英文影评:《狂野目标 Wild Target 》
“Wild Target” is a feature that causes extreme discomfort. It’s not an especially hideous action comedy, merely one that wastes a colossal amount of thespian skill on uninspired material, tumbling through 90 minutes of screentime without achieving any laughs or thrills, leaving a group of marvelous actors to twist in the wind, waiting for punchlines that never arrive. It’s all such a shame.
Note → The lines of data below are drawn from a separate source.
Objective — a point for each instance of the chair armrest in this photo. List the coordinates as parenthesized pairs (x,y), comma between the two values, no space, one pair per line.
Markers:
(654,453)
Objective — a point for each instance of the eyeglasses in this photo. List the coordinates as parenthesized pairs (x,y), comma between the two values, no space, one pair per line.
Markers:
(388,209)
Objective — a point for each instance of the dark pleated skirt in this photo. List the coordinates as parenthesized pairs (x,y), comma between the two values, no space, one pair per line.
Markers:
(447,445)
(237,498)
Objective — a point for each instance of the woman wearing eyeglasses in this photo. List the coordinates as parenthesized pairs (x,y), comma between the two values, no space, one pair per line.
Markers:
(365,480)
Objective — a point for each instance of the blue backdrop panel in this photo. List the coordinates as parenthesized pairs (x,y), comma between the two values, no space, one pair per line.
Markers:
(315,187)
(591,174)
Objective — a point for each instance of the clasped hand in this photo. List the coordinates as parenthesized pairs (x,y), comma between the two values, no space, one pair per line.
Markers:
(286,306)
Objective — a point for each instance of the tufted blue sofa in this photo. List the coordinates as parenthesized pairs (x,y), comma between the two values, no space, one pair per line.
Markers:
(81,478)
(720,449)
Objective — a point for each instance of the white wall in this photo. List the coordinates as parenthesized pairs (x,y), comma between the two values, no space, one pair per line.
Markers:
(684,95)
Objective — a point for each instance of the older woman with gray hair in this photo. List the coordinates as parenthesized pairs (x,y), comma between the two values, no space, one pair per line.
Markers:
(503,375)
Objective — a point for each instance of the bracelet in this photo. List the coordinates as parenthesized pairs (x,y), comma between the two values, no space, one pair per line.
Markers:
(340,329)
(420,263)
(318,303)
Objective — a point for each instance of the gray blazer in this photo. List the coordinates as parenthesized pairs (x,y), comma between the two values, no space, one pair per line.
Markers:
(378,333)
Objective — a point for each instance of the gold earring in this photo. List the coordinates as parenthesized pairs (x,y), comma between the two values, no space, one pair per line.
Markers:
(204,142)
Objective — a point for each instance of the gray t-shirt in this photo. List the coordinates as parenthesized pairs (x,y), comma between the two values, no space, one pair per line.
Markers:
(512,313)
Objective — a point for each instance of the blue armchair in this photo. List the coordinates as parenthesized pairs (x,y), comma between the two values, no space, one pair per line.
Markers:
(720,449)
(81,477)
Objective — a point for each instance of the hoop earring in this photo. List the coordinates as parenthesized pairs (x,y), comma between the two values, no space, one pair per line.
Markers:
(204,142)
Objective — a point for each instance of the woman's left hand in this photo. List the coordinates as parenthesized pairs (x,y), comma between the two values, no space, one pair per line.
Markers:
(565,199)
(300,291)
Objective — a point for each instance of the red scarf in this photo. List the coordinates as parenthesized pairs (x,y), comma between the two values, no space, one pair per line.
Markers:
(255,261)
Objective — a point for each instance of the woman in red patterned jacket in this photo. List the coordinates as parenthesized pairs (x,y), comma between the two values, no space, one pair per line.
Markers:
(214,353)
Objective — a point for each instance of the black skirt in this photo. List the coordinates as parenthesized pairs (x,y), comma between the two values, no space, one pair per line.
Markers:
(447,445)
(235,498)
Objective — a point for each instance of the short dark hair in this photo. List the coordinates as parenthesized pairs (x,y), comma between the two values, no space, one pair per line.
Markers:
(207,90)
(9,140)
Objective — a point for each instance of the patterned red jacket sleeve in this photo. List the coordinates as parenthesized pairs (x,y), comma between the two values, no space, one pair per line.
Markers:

Rose (Emily Blunt) is a con artist who uses her considerable sexual allure to lie, cheat, and steal her way through the average day. Looking to make a killing selling a forged Rembrandt self-portrait to gangster Ferguson (Rupert Everett), Rose doesn’t get very far before the scam is discovered and she finds herself face-to-face with hitman Victor (Bill Nighy). A sexually confused killer with an impeccable track record and a judgmental mother (Eileen Atkins), Victor accidentally protects Rose from a second set of hired guns, led by the sadistic Dixon (Martin Freeman). Taking off with impressionable bystander Tony (Rupert Grint), Rose and Victor take refuge in the hitman’s stuffy home, where the young temptress teaches the uptight, finicky assassin to loosen up.
It’s been quite some time since director Jonathan Lynn was last seen in theaters, going back to “The Fighting Temptations,” an abysmal Cuba Gooding, Jr. picture from 2003. Rooting his tastes in the art of comedy, there’s really never been much to laugh at during Lynn’s odd career, 英文影评 “Wild Target” an apt addition to his list of dismal silver screen achievements. An exhaustively strident movie, Lynn doesn’t nail down an enticing madcap tone to the feature, preferring to play it up as a bullet-riddled farce, frosted with an obnoxious score by Michael Price, who’s ordered to attach tap shoes to the concrete block already secured to the feet of the material.
A remake of a 1993 French comedy, “Wild Target” comes across as painfully slapdash, with screenwriter Lucinda Coxon struggling to maintain a sense of whimsy to a plot that contains a pool of abhorrent characters. Had Lynn gone a touch darker, the feature could’ve sprung to life, having a ball with dastardly deeds. Instead, the director aches to be more sympathetic, playing wiffle ball with violent events, making sure the viewer is in a position to embrace these characters at any cost, failing to explain how so many tolerate Rose’s brazen sociopathic tendencies. Lynn cares more about Blunt’s costume changes and protecting the feeble network of near misses contained in the script, leaving the gifted actors alone to sort out the knotted motivations.
The cast does what they can with Coxon’s flaccid screenwriting, drumming up a certain vigor that carries a few of the more frantic sequences. Otherwise, it’s an ensemble waiting around for jokes with office elevator patience, painfully working through sequences that never ignite. Nighy and Freeman (wearing oversized fake teeth to bring some cartoon dimension to the role) are always a treat to watch, and Blunt is suitably cast as the wet-lipped femme fatale, despite the writing’s appalling lack of rationale. Again, the troupe strains to make the farcical ambiance stick, twirling guns and one-liners, but it’s all lost on Lynn, who struggles with the timing and fundamental logic of the material.
It’s a film that should’ve been deranged and malicious. Instead, “Wild Target” aims to be cute, which completely squanders the potential of the material.